A characteristic feature of hypoxic cells is the generation of reactive oxygen species (ROS). Cellular ROS, similar to superoxide or hydrogen peroxide, is generated in response to hypoxia by the mitochondrial electron transport chain. By means of dental pulp cells, we showed the supporting effect of oxidative stress on the expression of pro-inflammatory factors. Similarly, Chae et al. (2011) proved that anti-oxidants reduce the production of pro-inflammatory cytokines in PDL cells and slow the mobility of orthodontically treated molars. A number of trials have indicated that ROS influence the activity of redox-responsive transcription factors. We demonstrated in our trial that dental pulp cells accumulate NF-κB protein p65 upon challenge with moderate concentrations of H2O2. The stimulatory effect of H2O2 on NF-κB activation highly depends on the cell type and oxidative stress does not generally stimulate NF-κB activation (Li and Karin 1999). It is conceivable that the hypoxia-induced production of ROS may be a further factor for enhancing the activation of NF-κB and for promoting both anti-apoptotic and inflammatory processes.

Conclusion

We have shown up-regulation of the transcription factor Hif-1α upon oxygen depletion in dental pulp tissue as a result of circulatory disturbances in the initial phase of orthodontic tooth movement in vivo. We provided further information about the regulatory effects of short-term hypoxia on dental pulp fibroblasts in vitro. These findings showed that orthodontic tooth movement induces periodontal, as well as intra-pulpal tissue reactions in treated teeth.

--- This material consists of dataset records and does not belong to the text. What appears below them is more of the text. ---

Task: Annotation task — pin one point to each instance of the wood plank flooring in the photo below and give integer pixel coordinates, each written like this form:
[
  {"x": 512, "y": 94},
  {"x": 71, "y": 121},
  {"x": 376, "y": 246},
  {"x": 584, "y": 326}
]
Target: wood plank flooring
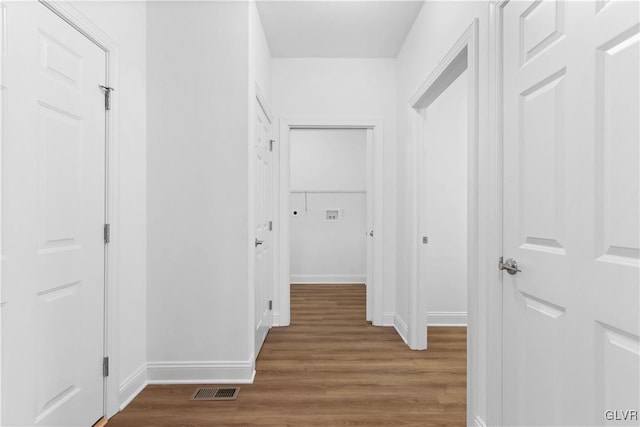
[{"x": 329, "y": 368}]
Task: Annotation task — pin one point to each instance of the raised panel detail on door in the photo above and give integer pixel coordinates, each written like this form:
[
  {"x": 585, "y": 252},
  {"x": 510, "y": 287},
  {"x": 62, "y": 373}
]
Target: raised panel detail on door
[
  {"x": 571, "y": 161},
  {"x": 617, "y": 371},
  {"x": 60, "y": 151},
  {"x": 58, "y": 60},
  {"x": 617, "y": 149},
  {"x": 541, "y": 165},
  {"x": 56, "y": 338},
  {"x": 541, "y": 360},
  {"x": 53, "y": 216},
  {"x": 541, "y": 25},
  {"x": 263, "y": 207}
]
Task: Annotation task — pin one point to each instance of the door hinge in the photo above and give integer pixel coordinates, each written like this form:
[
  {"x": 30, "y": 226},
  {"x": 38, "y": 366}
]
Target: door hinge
[
  {"x": 105, "y": 367},
  {"x": 107, "y": 96},
  {"x": 107, "y": 233}
]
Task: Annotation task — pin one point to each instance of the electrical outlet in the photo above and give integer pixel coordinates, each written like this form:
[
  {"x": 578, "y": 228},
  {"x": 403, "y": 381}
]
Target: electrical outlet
[{"x": 332, "y": 214}]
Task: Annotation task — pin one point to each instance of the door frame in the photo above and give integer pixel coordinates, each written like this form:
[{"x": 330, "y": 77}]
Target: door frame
[
  {"x": 259, "y": 102},
  {"x": 73, "y": 17},
  {"x": 374, "y": 128},
  {"x": 483, "y": 284},
  {"x": 463, "y": 56}
]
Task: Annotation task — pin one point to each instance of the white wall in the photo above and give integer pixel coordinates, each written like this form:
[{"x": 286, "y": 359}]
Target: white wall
[
  {"x": 436, "y": 29},
  {"x": 198, "y": 122},
  {"x": 342, "y": 89},
  {"x": 445, "y": 210},
  {"x": 328, "y": 172},
  {"x": 125, "y": 22}
]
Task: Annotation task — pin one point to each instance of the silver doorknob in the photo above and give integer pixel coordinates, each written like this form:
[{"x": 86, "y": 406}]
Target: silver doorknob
[{"x": 511, "y": 265}]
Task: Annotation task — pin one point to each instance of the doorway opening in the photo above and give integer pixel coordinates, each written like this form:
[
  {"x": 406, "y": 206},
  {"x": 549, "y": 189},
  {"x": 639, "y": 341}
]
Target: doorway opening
[
  {"x": 330, "y": 185},
  {"x": 456, "y": 75}
]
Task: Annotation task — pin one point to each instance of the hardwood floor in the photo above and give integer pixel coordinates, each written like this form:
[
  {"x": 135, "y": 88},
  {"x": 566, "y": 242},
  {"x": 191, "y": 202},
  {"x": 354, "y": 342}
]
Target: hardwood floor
[{"x": 329, "y": 368}]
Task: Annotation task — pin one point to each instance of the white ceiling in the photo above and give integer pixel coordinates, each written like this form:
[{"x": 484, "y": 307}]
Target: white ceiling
[{"x": 337, "y": 29}]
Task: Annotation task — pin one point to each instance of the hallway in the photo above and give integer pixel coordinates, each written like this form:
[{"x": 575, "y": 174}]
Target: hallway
[{"x": 329, "y": 368}]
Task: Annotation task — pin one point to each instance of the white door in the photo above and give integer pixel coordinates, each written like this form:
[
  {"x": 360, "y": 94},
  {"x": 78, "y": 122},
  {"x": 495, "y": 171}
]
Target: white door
[
  {"x": 571, "y": 213},
  {"x": 53, "y": 201},
  {"x": 264, "y": 227},
  {"x": 369, "y": 231}
]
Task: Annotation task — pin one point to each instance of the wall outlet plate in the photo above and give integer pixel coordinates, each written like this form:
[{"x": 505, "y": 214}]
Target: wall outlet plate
[{"x": 332, "y": 214}]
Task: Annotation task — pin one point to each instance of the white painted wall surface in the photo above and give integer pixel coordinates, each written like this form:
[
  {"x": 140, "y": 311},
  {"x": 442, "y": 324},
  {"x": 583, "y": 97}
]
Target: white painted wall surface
[
  {"x": 328, "y": 159},
  {"x": 259, "y": 84},
  {"x": 435, "y": 31},
  {"x": 343, "y": 89},
  {"x": 324, "y": 164},
  {"x": 199, "y": 295},
  {"x": 125, "y": 22},
  {"x": 445, "y": 210}
]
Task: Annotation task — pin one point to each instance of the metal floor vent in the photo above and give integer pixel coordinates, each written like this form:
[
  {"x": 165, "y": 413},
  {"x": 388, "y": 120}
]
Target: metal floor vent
[{"x": 216, "y": 393}]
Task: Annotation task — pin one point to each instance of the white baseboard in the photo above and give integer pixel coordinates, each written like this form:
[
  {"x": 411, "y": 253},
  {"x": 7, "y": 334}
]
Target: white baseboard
[
  {"x": 132, "y": 386},
  {"x": 401, "y": 327},
  {"x": 388, "y": 319},
  {"x": 447, "y": 318},
  {"x": 479, "y": 422},
  {"x": 232, "y": 372},
  {"x": 317, "y": 279}
]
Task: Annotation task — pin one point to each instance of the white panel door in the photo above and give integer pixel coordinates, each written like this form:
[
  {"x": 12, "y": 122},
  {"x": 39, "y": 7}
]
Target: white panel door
[
  {"x": 571, "y": 212},
  {"x": 53, "y": 201},
  {"x": 263, "y": 197}
]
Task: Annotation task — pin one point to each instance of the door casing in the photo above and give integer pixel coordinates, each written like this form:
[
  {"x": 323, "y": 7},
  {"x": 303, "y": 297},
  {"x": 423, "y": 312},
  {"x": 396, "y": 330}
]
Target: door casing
[
  {"x": 78, "y": 21},
  {"x": 462, "y": 56},
  {"x": 374, "y": 128}
]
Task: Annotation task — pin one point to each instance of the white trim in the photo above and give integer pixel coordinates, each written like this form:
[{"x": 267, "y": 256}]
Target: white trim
[
  {"x": 462, "y": 56},
  {"x": 445, "y": 318},
  {"x": 257, "y": 98},
  {"x": 3, "y": 128},
  {"x": 479, "y": 422},
  {"x": 66, "y": 11},
  {"x": 329, "y": 279},
  {"x": 132, "y": 386},
  {"x": 388, "y": 319},
  {"x": 207, "y": 372},
  {"x": 467, "y": 47},
  {"x": 493, "y": 291},
  {"x": 401, "y": 327},
  {"x": 375, "y": 134}
]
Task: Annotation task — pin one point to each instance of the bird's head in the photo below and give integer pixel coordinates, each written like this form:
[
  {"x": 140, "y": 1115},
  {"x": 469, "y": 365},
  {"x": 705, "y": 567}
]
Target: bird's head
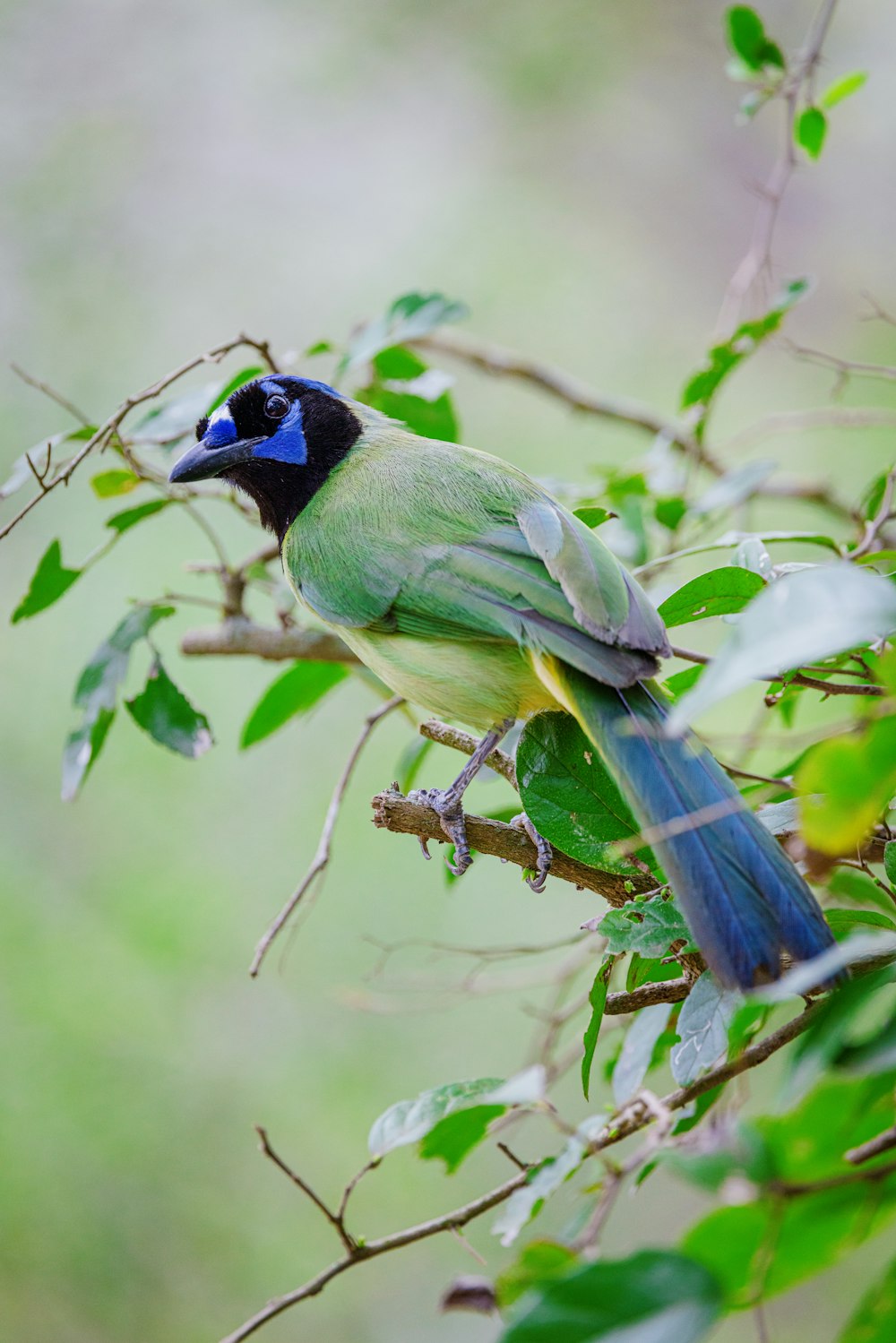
[{"x": 277, "y": 438}]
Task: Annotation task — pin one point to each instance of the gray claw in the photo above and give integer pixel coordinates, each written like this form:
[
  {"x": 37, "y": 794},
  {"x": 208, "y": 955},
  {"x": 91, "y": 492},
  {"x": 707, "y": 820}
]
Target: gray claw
[
  {"x": 543, "y": 849},
  {"x": 450, "y": 813}
]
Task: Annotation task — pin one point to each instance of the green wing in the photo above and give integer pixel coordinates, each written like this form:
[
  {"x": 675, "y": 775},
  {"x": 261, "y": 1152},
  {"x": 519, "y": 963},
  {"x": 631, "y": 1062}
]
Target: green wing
[{"x": 427, "y": 538}]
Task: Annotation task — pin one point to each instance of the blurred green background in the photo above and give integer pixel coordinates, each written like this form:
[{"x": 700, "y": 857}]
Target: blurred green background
[{"x": 177, "y": 172}]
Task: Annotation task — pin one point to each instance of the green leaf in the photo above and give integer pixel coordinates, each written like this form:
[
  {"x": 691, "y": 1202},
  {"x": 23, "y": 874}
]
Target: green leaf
[
  {"x": 568, "y": 794},
  {"x": 239, "y": 379},
  {"x": 295, "y": 692},
  {"x": 543, "y": 1181},
  {"x": 734, "y": 487},
  {"x": 410, "y": 1120},
  {"x": 724, "y": 357},
  {"x": 455, "y": 1135},
  {"x": 890, "y": 860},
  {"x": 48, "y": 583},
  {"x": 716, "y": 592},
  {"x": 750, "y": 42},
  {"x": 81, "y": 750},
  {"x": 591, "y": 514},
  {"x": 810, "y": 129},
  {"x": 842, "y": 88},
  {"x": 764, "y": 1248},
  {"x": 597, "y": 1001},
  {"x": 408, "y": 320},
  {"x": 168, "y": 716},
  {"x": 845, "y": 783},
  {"x": 538, "y": 1262},
  {"x": 874, "y": 1321},
  {"x": 108, "y": 484},
  {"x": 844, "y": 922},
  {"x": 637, "y": 1050},
  {"x": 654, "y": 1296},
  {"x": 97, "y": 694},
  {"x": 131, "y": 516},
  {"x": 648, "y": 927},
  {"x": 799, "y": 618},
  {"x": 702, "y": 1029}
]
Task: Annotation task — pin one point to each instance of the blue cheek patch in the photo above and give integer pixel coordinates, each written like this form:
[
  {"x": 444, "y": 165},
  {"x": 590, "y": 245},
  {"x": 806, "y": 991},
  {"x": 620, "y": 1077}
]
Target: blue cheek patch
[{"x": 288, "y": 443}]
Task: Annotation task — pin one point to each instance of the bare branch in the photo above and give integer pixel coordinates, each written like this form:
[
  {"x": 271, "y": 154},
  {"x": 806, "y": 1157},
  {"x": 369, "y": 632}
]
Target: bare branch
[
  {"x": 110, "y": 426},
  {"x": 394, "y": 812},
  {"x": 447, "y": 736},
  {"x": 756, "y": 260},
  {"x": 242, "y": 638},
  {"x": 635, "y": 1116},
  {"x": 323, "y": 856},
  {"x": 505, "y": 363}
]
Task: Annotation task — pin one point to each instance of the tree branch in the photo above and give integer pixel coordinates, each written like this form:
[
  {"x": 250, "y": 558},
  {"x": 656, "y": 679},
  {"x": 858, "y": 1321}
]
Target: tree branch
[
  {"x": 635, "y": 1116},
  {"x": 392, "y": 812},
  {"x": 323, "y": 856},
  {"x": 244, "y": 638}
]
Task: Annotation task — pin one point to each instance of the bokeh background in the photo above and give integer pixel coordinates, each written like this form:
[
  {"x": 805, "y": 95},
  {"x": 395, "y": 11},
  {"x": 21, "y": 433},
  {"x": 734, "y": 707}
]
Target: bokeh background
[{"x": 174, "y": 172}]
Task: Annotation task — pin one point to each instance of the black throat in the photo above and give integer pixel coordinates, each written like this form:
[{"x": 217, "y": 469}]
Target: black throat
[{"x": 282, "y": 490}]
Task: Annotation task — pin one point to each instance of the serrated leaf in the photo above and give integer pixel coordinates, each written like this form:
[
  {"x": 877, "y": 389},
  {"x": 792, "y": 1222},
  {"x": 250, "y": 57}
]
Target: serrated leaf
[
  {"x": 81, "y": 751},
  {"x": 538, "y": 1262},
  {"x": 716, "y": 592},
  {"x": 750, "y": 42},
  {"x": 131, "y": 516},
  {"x": 109, "y": 484},
  {"x": 410, "y": 1120},
  {"x": 51, "y": 581},
  {"x": 592, "y": 516},
  {"x": 568, "y": 794},
  {"x": 648, "y": 927},
  {"x": 702, "y": 1029},
  {"x": 543, "y": 1181},
  {"x": 724, "y": 357},
  {"x": 844, "y": 786},
  {"x": 597, "y": 1001},
  {"x": 455, "y": 1135},
  {"x": 167, "y": 716},
  {"x": 97, "y": 694},
  {"x": 637, "y": 1050},
  {"x": 890, "y": 860},
  {"x": 654, "y": 1296},
  {"x": 842, "y": 88},
  {"x": 293, "y": 693},
  {"x": 409, "y": 319},
  {"x": 797, "y": 619},
  {"x": 810, "y": 129}
]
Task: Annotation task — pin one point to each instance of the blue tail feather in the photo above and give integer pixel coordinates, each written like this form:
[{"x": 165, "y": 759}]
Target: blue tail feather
[{"x": 743, "y": 899}]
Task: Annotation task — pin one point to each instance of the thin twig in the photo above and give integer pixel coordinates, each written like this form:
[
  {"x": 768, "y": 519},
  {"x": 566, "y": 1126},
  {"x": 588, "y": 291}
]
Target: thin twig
[
  {"x": 756, "y": 260},
  {"x": 333, "y": 1218},
  {"x": 323, "y": 856},
  {"x": 109, "y": 427},
  {"x": 634, "y": 1117}
]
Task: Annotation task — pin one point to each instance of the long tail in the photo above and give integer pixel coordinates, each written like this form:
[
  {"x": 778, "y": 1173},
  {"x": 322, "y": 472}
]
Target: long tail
[{"x": 743, "y": 899}]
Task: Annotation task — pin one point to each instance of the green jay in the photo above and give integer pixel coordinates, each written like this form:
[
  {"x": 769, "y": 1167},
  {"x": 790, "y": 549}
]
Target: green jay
[{"x": 470, "y": 591}]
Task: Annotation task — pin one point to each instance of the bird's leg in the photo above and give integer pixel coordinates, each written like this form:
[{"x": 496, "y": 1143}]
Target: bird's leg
[
  {"x": 543, "y": 849},
  {"x": 447, "y": 804}
]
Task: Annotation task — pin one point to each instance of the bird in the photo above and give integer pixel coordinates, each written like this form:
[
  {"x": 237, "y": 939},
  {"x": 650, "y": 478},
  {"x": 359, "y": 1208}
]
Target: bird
[{"x": 473, "y": 592}]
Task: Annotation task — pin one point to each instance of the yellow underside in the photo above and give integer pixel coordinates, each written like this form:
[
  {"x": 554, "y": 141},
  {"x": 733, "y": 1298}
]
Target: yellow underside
[{"x": 478, "y": 684}]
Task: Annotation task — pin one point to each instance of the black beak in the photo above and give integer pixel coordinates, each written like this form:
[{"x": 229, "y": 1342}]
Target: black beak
[{"x": 203, "y": 461}]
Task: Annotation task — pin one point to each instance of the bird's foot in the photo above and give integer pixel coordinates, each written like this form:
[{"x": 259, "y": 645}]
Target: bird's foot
[
  {"x": 449, "y": 809},
  {"x": 544, "y": 852}
]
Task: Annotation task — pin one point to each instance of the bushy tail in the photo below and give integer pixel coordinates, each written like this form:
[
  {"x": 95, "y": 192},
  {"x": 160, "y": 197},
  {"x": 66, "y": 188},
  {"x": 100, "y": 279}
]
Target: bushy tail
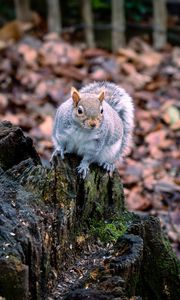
[{"x": 121, "y": 102}]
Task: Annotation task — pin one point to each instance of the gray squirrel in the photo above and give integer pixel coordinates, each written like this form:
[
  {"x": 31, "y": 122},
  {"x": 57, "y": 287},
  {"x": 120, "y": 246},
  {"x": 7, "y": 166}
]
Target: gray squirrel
[{"x": 96, "y": 123}]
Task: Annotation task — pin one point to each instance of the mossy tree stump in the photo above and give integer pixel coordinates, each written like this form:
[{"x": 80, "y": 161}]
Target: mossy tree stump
[{"x": 49, "y": 215}]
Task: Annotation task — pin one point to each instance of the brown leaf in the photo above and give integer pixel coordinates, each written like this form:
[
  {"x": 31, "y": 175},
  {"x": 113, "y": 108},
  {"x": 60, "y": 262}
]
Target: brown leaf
[
  {"x": 29, "y": 54},
  {"x": 156, "y": 138},
  {"x": 99, "y": 74},
  {"x": 46, "y": 126}
]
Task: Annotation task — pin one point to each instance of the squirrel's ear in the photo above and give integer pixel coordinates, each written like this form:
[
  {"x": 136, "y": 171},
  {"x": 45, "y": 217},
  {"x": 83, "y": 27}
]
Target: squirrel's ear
[
  {"x": 101, "y": 96},
  {"x": 75, "y": 96}
]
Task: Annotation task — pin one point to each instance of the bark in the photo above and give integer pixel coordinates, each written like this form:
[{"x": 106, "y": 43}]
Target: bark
[
  {"x": 160, "y": 23},
  {"x": 118, "y": 25},
  {"x": 23, "y": 12},
  {"x": 44, "y": 213},
  {"x": 54, "y": 16},
  {"x": 88, "y": 20}
]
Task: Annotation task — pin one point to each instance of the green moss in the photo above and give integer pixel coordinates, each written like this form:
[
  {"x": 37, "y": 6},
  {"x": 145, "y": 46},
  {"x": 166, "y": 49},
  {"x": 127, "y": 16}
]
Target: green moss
[{"x": 108, "y": 231}]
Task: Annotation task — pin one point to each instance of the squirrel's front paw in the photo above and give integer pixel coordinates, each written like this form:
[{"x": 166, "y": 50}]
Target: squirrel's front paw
[
  {"x": 83, "y": 170},
  {"x": 58, "y": 152},
  {"x": 109, "y": 167}
]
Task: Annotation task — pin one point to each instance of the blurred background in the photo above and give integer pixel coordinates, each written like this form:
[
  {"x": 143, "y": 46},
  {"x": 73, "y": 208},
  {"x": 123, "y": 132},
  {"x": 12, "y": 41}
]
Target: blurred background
[{"x": 48, "y": 46}]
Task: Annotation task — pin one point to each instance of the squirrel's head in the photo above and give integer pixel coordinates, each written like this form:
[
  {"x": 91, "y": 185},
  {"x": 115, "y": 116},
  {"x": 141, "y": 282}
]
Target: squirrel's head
[{"x": 88, "y": 108}]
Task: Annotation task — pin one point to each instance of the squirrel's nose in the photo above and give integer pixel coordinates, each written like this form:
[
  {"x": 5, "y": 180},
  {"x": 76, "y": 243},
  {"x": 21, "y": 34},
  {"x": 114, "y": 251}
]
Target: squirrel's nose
[{"x": 93, "y": 125}]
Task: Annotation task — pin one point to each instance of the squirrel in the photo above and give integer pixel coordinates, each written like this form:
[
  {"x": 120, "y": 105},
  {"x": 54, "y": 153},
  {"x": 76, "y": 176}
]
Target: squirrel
[{"x": 96, "y": 123}]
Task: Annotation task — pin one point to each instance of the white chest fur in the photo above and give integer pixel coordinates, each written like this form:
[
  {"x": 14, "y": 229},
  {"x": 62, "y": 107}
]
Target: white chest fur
[{"x": 80, "y": 141}]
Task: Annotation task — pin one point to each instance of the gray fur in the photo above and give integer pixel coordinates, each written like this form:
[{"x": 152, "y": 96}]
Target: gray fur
[{"x": 104, "y": 145}]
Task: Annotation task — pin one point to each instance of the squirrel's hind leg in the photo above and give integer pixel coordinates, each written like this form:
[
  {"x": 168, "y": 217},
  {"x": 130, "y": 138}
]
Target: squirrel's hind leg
[
  {"x": 110, "y": 167},
  {"x": 58, "y": 151},
  {"x": 83, "y": 168}
]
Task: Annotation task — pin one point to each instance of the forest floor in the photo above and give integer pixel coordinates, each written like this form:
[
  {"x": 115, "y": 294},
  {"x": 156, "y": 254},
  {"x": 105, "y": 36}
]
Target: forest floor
[{"x": 36, "y": 77}]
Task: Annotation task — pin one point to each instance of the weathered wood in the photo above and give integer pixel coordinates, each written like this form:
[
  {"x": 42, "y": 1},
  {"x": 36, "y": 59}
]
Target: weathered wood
[
  {"x": 50, "y": 216},
  {"x": 159, "y": 23},
  {"x": 118, "y": 24},
  {"x": 88, "y": 20}
]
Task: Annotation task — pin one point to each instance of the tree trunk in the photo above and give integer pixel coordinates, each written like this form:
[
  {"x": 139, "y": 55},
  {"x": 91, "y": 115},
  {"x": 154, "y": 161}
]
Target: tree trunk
[
  {"x": 118, "y": 24},
  {"x": 160, "y": 23},
  {"x": 23, "y": 11},
  {"x": 88, "y": 20},
  {"x": 54, "y": 16},
  {"x": 52, "y": 220}
]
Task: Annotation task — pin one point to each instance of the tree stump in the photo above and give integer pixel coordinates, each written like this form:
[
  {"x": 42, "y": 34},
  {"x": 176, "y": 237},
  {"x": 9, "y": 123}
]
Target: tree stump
[{"x": 51, "y": 220}]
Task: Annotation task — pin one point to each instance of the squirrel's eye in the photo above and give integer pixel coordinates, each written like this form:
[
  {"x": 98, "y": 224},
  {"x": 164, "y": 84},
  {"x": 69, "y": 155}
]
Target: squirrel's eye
[{"x": 80, "y": 110}]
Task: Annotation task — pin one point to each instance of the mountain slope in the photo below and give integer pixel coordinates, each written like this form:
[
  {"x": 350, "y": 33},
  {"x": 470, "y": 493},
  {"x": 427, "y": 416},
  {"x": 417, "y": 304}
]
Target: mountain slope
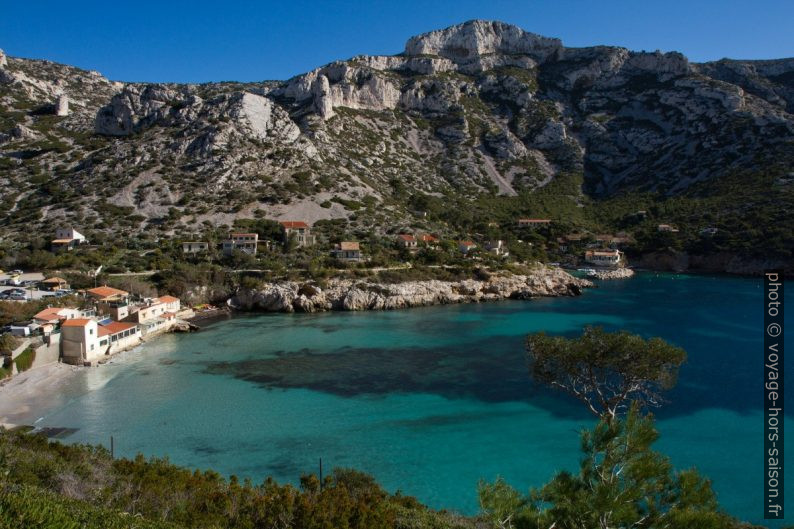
[{"x": 477, "y": 108}]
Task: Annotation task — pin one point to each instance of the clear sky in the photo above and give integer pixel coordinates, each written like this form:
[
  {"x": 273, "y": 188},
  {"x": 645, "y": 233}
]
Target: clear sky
[{"x": 200, "y": 40}]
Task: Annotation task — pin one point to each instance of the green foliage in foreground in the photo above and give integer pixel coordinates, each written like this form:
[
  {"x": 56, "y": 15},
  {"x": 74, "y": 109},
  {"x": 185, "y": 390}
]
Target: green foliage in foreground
[
  {"x": 621, "y": 483},
  {"x": 606, "y": 371},
  {"x": 48, "y": 484},
  {"x": 35, "y": 508}
]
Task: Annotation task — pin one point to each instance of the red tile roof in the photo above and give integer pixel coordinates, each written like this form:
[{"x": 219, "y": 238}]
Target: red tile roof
[
  {"x": 76, "y": 322},
  {"x": 106, "y": 292},
  {"x": 167, "y": 299},
  {"x": 292, "y": 224},
  {"x": 114, "y": 327},
  {"x": 49, "y": 314}
]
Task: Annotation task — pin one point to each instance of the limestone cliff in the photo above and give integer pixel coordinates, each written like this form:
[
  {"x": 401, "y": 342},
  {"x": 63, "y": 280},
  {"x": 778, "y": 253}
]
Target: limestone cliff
[
  {"x": 354, "y": 295},
  {"x": 479, "y": 107}
]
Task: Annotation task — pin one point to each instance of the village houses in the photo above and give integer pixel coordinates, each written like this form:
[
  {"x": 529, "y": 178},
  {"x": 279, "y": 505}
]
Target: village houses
[
  {"x": 243, "y": 242},
  {"x": 84, "y": 338},
  {"x": 407, "y": 241},
  {"x": 533, "y": 223},
  {"x": 604, "y": 258},
  {"x": 192, "y": 247},
  {"x": 53, "y": 284},
  {"x": 347, "y": 251},
  {"x": 466, "y": 246},
  {"x": 67, "y": 239},
  {"x": 110, "y": 301},
  {"x": 299, "y": 230},
  {"x": 497, "y": 247}
]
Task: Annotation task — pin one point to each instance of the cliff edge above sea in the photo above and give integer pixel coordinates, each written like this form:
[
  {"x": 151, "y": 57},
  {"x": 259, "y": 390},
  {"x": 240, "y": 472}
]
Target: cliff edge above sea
[{"x": 355, "y": 295}]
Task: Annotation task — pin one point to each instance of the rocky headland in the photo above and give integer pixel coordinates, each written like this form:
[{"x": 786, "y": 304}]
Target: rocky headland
[
  {"x": 618, "y": 273},
  {"x": 361, "y": 294}
]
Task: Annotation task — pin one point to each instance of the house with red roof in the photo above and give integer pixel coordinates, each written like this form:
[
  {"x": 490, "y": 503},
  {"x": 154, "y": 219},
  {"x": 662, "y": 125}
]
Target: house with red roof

Furthermore, our findings suggest that orthodontic force application during orthodontic therapy may result in oxygen depletion in dental pulp tissue, which activates adaption responses, as well as inflammatory processes. The regulation of hypoxia-induced protein expression shows the immunomodulatory role of dental pulp fibroblasts during the course of orthodontic tooth movement. This shows the involvement of the dental pulp in the remodeling process during orthodontic tooth movement, thus extending the well-accepted knowledge of hypoxia-related remodeling within the periodontal ligament.